= Joseph Lateiner =

Romanian Yiddish playwright (1853–1935)

Joseph Lateiner (December 25, 1853 – February 23, 1935) was a playwright in the early years of Yiddish theater, first in Bucharest, Romania and later in New York City, where he was a co-founder in 1903 with Sophia Karp of the Grand Theater, New York's first purpose-built Yiddish language theater building.

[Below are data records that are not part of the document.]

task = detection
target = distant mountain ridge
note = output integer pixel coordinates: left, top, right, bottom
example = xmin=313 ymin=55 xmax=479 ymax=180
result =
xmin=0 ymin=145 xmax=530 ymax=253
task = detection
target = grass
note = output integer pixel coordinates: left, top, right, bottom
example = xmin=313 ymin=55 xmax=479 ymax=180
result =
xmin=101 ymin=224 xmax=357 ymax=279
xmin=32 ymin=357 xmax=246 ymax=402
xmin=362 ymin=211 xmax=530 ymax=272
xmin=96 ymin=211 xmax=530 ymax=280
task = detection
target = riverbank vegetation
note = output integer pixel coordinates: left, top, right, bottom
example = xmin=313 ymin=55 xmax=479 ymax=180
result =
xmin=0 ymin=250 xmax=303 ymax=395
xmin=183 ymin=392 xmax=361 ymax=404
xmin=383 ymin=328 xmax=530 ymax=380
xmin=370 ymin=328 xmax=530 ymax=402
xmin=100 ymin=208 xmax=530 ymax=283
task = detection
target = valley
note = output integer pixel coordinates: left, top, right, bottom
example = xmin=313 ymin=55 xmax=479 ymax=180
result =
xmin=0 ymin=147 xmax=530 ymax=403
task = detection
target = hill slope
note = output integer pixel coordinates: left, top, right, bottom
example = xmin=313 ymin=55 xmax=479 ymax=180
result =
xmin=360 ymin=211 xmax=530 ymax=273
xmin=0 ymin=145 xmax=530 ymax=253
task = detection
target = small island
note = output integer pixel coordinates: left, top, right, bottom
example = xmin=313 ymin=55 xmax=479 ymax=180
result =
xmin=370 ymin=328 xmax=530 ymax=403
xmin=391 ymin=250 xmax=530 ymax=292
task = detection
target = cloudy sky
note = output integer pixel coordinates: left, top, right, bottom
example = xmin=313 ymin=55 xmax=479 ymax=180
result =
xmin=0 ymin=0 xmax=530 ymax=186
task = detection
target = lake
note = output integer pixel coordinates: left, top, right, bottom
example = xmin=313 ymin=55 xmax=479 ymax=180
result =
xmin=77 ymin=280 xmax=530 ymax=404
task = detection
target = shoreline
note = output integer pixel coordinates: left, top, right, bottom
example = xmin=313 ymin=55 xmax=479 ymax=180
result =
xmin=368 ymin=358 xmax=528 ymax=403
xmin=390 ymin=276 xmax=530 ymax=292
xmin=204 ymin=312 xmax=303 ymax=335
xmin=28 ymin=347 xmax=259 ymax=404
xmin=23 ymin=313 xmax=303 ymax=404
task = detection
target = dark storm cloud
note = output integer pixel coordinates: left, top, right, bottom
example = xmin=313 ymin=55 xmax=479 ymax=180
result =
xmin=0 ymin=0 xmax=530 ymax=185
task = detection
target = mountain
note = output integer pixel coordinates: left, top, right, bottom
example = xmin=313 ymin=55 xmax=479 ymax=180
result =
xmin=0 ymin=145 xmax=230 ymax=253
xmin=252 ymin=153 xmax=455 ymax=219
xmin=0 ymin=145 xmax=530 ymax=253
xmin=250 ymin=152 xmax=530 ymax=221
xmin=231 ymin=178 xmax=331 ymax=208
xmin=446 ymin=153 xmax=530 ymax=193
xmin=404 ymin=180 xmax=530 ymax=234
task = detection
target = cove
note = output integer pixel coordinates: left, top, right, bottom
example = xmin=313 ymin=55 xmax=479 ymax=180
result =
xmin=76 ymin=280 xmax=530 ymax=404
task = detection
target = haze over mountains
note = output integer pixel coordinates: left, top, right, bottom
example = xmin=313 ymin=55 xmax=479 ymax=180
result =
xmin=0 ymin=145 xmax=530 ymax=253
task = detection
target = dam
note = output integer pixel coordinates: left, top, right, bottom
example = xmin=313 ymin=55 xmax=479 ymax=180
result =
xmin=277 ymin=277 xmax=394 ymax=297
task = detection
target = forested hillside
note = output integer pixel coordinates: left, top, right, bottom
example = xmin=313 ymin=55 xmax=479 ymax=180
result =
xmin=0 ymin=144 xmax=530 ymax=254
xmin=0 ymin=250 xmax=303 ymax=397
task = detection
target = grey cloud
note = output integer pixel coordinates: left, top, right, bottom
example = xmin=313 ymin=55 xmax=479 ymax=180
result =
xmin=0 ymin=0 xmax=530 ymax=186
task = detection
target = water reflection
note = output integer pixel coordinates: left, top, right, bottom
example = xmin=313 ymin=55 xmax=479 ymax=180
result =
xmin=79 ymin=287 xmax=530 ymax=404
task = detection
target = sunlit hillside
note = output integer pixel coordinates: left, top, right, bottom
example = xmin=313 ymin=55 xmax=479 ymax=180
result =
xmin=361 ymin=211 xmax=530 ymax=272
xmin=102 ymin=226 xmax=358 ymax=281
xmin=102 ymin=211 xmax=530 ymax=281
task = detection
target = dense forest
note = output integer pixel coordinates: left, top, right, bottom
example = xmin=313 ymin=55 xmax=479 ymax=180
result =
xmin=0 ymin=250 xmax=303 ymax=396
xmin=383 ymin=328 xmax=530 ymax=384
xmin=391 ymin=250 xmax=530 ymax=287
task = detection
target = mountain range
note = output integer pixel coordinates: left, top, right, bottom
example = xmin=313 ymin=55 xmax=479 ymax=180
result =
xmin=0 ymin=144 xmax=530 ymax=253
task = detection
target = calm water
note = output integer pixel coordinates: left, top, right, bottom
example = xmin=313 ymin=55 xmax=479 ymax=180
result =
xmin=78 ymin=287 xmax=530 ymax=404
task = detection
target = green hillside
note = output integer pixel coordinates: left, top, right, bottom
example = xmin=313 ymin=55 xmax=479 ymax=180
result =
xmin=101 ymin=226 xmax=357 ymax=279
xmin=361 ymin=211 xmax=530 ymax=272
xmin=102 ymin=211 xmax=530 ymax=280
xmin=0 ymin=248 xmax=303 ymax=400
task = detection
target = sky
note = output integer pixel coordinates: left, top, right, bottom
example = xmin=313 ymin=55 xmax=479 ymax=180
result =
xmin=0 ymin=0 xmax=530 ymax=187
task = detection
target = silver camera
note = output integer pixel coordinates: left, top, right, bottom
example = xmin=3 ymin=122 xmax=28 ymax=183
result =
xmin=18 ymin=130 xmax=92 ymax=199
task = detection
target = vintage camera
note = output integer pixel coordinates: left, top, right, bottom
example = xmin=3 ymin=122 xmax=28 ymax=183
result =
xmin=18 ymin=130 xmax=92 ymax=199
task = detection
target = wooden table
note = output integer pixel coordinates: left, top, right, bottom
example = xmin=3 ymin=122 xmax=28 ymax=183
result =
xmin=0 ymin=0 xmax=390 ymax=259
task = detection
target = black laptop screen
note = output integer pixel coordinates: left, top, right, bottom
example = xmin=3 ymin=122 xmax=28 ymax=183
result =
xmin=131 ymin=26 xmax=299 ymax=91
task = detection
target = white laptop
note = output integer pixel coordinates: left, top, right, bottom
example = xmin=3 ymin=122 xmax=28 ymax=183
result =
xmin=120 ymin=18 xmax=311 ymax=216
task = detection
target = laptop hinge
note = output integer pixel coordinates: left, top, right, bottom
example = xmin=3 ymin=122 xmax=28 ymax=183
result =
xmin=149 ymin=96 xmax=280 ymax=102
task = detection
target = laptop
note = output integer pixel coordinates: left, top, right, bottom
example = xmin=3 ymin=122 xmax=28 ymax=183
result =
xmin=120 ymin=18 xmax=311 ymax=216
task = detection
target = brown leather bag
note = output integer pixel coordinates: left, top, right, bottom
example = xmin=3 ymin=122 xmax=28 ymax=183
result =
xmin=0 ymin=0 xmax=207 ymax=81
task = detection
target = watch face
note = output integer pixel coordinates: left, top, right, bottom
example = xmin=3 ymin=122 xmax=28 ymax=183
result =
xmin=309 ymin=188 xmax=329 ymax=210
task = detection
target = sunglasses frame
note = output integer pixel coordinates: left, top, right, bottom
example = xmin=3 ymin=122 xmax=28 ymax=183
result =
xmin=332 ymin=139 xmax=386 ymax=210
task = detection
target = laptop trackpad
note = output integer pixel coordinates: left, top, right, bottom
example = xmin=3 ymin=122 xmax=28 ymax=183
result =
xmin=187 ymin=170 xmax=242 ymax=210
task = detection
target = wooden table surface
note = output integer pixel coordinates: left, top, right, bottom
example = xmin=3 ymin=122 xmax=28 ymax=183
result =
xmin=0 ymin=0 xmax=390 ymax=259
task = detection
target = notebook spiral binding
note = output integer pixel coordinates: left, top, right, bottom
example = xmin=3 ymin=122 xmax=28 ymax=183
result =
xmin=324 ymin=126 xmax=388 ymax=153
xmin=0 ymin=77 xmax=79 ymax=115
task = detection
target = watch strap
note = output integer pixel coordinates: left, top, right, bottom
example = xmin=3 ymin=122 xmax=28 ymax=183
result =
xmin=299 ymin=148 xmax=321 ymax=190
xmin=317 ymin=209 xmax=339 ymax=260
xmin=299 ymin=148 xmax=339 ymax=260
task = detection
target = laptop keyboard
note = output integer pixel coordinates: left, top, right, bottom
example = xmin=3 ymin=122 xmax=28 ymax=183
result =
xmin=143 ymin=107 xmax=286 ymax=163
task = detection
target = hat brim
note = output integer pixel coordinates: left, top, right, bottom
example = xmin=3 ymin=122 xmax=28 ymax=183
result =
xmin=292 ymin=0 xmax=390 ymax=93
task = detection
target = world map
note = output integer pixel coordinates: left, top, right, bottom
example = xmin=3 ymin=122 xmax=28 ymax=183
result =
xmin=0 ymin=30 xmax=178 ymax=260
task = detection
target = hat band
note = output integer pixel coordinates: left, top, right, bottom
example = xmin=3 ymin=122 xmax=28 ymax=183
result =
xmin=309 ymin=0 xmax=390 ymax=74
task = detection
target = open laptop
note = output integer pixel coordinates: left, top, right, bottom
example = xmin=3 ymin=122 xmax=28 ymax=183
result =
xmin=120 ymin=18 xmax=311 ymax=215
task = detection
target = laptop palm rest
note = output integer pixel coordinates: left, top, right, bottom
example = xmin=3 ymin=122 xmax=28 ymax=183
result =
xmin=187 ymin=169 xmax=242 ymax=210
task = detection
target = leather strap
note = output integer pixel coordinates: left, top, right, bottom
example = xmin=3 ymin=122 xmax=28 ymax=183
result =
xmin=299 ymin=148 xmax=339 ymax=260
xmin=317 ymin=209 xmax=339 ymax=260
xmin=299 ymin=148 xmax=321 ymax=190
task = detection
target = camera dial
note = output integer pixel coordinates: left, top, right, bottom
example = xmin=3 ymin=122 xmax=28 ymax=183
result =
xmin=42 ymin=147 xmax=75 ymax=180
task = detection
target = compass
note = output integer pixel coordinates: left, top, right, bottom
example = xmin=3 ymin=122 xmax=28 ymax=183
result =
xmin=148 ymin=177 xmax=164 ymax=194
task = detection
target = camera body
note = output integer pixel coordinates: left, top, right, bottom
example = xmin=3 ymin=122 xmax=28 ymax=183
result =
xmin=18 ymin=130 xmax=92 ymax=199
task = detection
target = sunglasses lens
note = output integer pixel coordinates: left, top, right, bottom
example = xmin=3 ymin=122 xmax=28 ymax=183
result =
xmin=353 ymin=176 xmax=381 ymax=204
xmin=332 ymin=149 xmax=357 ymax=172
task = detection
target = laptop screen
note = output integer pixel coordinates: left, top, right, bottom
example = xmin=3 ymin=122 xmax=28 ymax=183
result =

Born in Iaşi, Moldavia, now Romania, Lateiner got his start writing for theater in Iaşi around the start of 1878, when Israel Grodner, having left Abraham Goldfaden's Bucharest company, needed a playwright. He added some topical material to a German-language comedy Nathan Schlemiel oder Orthodoxe und reformirte Juden by J. Rosenzweig (Note: Rosenzweig's text says that the action is "somewhere in Hungary" and a 1906 Hungarian reference book gives author's name as Ignácz Rosenzweig, born in Pozsony (Both Pressburg and Poszony are the names of Bratislava,)) (Ein Tendenz-Lustspiel in 3 Acten. Pressburg, 1873), and came up with a play Die Tzwei Schmuel Schmelkes (The Two Schmuel Schmelkes). He translated and "Yiddishized" plays from Romanian and German; his more than 80 plays included Mishke and Moshke: Europeans in America (or The Greenhorns), "Satan in the Garden of Eden", and "The Jewish Heart".

Lateiner's Yiddish language operetta Blihmele ("Little Flower"). premiered in 1894 at the Windsor Theatre, New York City, and included the hit song "Khosn kale mazel tov" written by Sigmund Mogulesko.

By showing that Goldfaden was not the only person who could write a successful play in Yiddish, he opened the floodgates for other Yiddish playwrights.